August Rodin’s masterful sculpture ‘Eve’ will lead the upcoming Bonhams sale of Impressionist and Modern Art in New York.
Regarded as one of Rodin’s "most beautiful and expressive works", the sculpture was originally created in the 1880s as part of an all-consuming project entitled La Porte d’Enfer (The Gates of Hell).
Rodin had been commissioned by the French government to create a grand portal for the proposed Musée des Arts Decoratifs in Paris. Although the museum was never built, he spent the rest of his life working on his design which would feature 186 figures within a wild depiction of Hell.
Many of Rodin’s best-known sculptures, including The Thinker and The Kiss began life as figures within this scene, before he elevated them to major works in their own right.

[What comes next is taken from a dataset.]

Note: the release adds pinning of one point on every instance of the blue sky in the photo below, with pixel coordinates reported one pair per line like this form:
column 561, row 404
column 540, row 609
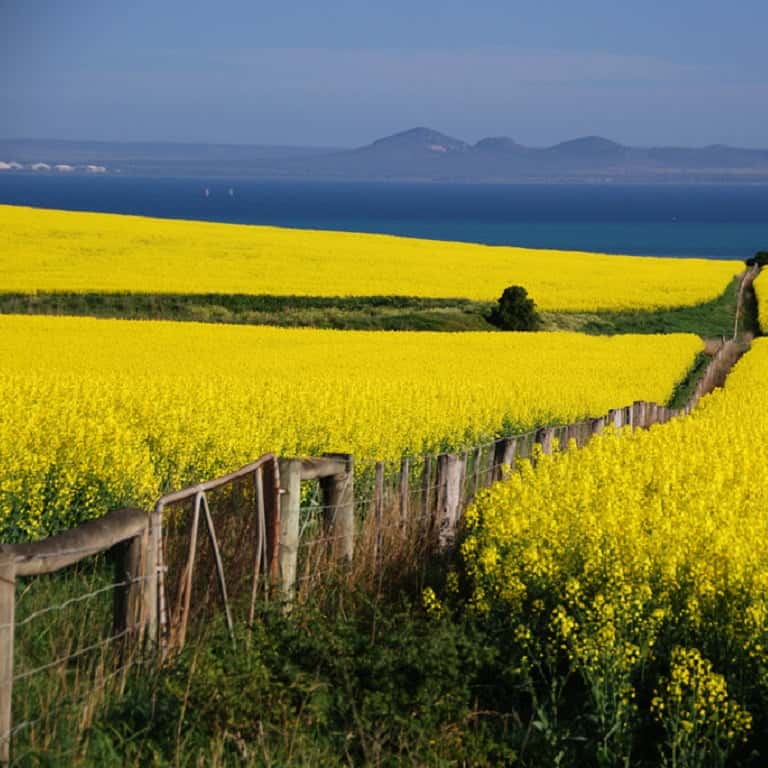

The figure of Eve was initially intended to pair with a figure of Adam, and Rodin was so pleased with his results that he continued to work on it long after the Government had changed their plans for the museum.
He created a life-sized cast in bronze, then two half-sized versions of the figure – resulting in the sculpture offered at Bonhams, cast circa 1925-35, which is expected to sell for $1-$1.5 million.
"Rodin is the father of 20th Century sculpture, and this beautiful cast of the Eve shows us why," said Director of Impressionist and Modern Art William O’Reilly. "Although the subject is classical, Eve foreshadows Modernist concerns in the hyperrealism of the form and the pure expression of the isolation of the individual in the face of an implacable universe.
"It’s through works like Eve that Constantin Brancusi, Alberto Giacometti and even Francis Bacon saw Rodin as their pathfinder in their exploration of the human condition."
Elsewhere the auction will feature important works by Balthus and Oscar Kokoschka, a selection of works from the Swarzenski Family Collection, and a special section dedicated toMexican Modernism, including works by the likes of Francisco Zúñiga and Diego Rivera.
The Bonhams Impressionist and Modern Art sale takes place in New York on May 11.